DPO Kernels: A Semantically-Aware, Kernel-Enhanced, and Divergence-Rich Paradigm for Direct Preference Optimization
Amitava Das, Suranjana Trivedy, Danush Khanna, Rajarshi Roy, Gurpreet Singh, Basab Ghosh, Yaswanth Narsupalli, Vinija Jain, Vasu Sharma, Aishwarya Naresh Reganti, Aman Chadha
TL;DR
DPO-Kernels advances direct preference optimization by injecting kernelized representations and embedding-based semantics into the alignment objective. It broadens the divergence toolbox beyond KL with Jensen–Shannon, Hellinger, Wasserstein, and others, and introduces data-driven selection to pick kernel-divergence pairs, plus a Hierarchical Mixture of Kernels to balance local and global structure. Empirically, it achieves state-of-the-art generalization across 12 diverse datasets for factuality, safety, reasoning, and instruction following, while grounding analysis in Heavy-Tailed Self-Regularization. The framework emphasizes robustness, interpretability, and potential multimodal extensions, albeit with higher computational costs and notable ethical considerations that warrant careful mitigation.
Abstract
The rapid rise of large language models (LLMs) has unlocked many applications but also underscores the challenge of aligning them with diverse values and preferences.

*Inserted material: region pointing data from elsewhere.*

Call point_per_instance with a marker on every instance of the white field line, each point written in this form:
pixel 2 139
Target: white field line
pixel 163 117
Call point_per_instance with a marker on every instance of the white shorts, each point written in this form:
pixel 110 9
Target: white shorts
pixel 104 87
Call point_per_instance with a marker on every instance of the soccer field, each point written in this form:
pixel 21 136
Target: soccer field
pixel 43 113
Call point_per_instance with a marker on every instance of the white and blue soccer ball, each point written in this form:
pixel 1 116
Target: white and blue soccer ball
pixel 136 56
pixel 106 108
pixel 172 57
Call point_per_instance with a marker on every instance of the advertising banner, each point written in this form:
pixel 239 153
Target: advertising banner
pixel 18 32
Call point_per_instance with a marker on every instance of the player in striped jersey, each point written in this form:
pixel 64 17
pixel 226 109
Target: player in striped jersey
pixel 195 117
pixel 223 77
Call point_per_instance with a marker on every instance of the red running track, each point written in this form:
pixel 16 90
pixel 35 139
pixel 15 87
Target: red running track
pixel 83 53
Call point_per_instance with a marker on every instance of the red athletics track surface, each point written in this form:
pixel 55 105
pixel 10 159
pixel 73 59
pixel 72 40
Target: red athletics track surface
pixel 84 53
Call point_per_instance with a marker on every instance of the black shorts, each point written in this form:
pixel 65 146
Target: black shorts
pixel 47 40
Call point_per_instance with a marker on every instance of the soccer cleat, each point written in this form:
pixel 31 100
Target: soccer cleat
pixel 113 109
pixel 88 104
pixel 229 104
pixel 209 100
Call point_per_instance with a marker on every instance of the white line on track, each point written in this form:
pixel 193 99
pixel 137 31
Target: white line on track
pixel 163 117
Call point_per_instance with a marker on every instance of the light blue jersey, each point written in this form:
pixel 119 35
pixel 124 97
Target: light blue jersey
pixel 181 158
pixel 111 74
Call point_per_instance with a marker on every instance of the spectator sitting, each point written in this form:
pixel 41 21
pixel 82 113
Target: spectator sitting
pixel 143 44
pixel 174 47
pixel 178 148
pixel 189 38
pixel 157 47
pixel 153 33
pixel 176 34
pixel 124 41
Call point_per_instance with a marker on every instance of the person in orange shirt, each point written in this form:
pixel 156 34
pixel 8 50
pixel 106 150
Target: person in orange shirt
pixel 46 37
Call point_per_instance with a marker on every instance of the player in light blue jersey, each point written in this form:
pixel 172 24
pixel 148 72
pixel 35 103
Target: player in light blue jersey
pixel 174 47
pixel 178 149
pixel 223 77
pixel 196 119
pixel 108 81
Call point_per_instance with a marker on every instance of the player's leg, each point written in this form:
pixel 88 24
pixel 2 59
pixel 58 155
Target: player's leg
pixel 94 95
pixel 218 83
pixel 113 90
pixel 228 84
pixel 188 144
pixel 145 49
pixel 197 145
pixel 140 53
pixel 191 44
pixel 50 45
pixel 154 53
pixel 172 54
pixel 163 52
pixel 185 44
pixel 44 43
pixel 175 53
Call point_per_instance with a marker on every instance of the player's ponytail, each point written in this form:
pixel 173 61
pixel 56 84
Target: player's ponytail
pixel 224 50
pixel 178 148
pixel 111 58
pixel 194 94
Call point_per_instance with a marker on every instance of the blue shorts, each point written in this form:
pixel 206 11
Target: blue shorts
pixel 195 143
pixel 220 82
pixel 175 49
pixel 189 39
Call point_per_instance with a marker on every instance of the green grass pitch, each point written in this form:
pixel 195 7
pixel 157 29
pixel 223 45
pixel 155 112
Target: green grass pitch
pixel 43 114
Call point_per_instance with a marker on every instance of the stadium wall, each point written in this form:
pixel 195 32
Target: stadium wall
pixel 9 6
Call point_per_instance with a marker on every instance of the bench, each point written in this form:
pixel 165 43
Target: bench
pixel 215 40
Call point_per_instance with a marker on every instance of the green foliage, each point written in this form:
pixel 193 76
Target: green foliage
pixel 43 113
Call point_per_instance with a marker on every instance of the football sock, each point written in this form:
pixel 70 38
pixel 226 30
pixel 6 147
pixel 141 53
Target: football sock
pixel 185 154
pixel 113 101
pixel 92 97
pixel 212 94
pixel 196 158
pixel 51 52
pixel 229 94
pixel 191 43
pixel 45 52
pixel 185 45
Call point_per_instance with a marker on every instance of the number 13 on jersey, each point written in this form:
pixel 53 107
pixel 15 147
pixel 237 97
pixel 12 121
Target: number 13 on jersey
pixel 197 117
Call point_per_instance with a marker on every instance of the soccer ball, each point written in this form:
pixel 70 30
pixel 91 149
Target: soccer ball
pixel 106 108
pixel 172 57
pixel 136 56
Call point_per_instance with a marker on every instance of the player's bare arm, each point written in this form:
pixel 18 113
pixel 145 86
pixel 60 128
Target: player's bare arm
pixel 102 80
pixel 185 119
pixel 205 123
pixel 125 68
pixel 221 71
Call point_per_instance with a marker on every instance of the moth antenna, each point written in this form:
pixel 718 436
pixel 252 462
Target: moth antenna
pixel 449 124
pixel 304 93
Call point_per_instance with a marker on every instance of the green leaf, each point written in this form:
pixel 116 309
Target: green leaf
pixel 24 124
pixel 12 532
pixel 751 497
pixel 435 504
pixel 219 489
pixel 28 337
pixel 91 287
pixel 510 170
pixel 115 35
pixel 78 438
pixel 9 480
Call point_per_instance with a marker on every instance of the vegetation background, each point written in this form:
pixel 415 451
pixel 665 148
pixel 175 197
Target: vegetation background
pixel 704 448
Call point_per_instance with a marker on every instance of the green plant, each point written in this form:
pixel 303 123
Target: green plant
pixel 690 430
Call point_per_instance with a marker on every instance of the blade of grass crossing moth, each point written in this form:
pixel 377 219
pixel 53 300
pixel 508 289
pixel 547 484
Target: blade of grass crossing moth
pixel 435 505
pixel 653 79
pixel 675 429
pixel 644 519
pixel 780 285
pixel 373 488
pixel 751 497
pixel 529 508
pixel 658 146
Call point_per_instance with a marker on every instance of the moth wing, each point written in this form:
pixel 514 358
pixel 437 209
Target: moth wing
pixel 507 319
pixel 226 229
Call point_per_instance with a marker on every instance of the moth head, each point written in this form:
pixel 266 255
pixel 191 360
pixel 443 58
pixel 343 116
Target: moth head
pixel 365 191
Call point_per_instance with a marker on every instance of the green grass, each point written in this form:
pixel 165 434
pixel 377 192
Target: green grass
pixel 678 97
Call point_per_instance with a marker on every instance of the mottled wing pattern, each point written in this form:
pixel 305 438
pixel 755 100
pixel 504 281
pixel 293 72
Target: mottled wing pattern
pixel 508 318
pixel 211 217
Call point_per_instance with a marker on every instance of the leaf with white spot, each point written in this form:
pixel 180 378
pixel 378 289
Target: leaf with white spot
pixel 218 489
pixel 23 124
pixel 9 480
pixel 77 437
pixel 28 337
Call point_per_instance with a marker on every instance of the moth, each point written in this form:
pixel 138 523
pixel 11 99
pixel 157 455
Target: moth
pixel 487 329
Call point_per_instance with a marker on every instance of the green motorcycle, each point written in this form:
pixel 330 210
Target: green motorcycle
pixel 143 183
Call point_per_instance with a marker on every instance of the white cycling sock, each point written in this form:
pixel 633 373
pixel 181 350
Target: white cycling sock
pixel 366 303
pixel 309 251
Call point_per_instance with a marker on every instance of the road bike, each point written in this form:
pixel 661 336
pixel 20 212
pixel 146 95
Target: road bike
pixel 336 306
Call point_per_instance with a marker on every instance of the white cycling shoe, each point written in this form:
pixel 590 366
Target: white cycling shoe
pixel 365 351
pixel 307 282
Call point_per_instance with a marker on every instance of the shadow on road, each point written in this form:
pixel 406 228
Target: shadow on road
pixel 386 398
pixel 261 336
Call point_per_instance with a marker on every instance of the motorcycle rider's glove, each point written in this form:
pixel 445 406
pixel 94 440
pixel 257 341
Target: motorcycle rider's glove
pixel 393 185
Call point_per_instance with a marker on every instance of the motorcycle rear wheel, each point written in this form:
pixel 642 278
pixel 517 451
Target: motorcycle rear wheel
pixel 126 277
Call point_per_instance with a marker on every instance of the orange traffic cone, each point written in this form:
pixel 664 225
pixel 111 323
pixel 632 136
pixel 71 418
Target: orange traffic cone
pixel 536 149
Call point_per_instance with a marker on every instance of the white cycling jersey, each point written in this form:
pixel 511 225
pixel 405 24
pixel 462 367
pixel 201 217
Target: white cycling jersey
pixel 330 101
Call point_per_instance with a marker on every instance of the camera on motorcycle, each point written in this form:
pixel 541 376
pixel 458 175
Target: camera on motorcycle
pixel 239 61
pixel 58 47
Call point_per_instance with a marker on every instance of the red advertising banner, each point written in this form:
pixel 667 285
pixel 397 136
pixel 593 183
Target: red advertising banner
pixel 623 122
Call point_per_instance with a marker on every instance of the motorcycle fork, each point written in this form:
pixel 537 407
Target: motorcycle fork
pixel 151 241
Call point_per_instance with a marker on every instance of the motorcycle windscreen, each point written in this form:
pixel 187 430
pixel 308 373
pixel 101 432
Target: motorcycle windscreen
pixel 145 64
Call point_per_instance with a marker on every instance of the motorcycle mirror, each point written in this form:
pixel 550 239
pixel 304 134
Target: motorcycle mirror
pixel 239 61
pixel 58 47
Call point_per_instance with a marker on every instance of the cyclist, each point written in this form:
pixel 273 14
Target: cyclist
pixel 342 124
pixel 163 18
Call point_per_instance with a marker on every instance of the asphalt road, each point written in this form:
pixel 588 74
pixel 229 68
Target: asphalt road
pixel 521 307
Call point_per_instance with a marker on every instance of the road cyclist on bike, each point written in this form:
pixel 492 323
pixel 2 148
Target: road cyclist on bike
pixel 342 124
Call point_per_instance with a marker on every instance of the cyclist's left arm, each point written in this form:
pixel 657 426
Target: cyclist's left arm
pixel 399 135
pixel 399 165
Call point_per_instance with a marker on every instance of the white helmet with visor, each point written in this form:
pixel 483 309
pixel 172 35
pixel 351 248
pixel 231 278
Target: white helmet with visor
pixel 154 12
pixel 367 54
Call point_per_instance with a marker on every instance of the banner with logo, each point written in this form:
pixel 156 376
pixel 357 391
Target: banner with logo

Direct Preference Optimization (DPO) is central to alignment but constrained by fixed divergences and limited feature transformations. We propose DPO-Kernels, which integrates kernel methods to address these issues through four key contributions: (i) Kernelized Representations with polynomial, RBF, Mahalanobis, and spectral kernels for richer transformations, plus a hybrid loss combining embedding-based and probability-based objectives; (ii) Divergence Alternatives (Jensen-Shannon, Hellinger, Renyi, Bhattacharyya, Wasserstein, and f-divergences) for greater stability; (iii) Data-Driven Selection metrics that automatically choose the best kernel-divergence pair; and (iv) a Hierarchical Mixture of Kernels for both local precision and global modeling. Evaluations on 12 datasets demonstrate state-of-the-art performance in factuality, safety, reasoning, and instruction following. Grounded in Heavy-Tailed Self-Regularization, DPO-Kernels maintains robust generalization for LLMs, offering a comprehensive resource for further alignment research.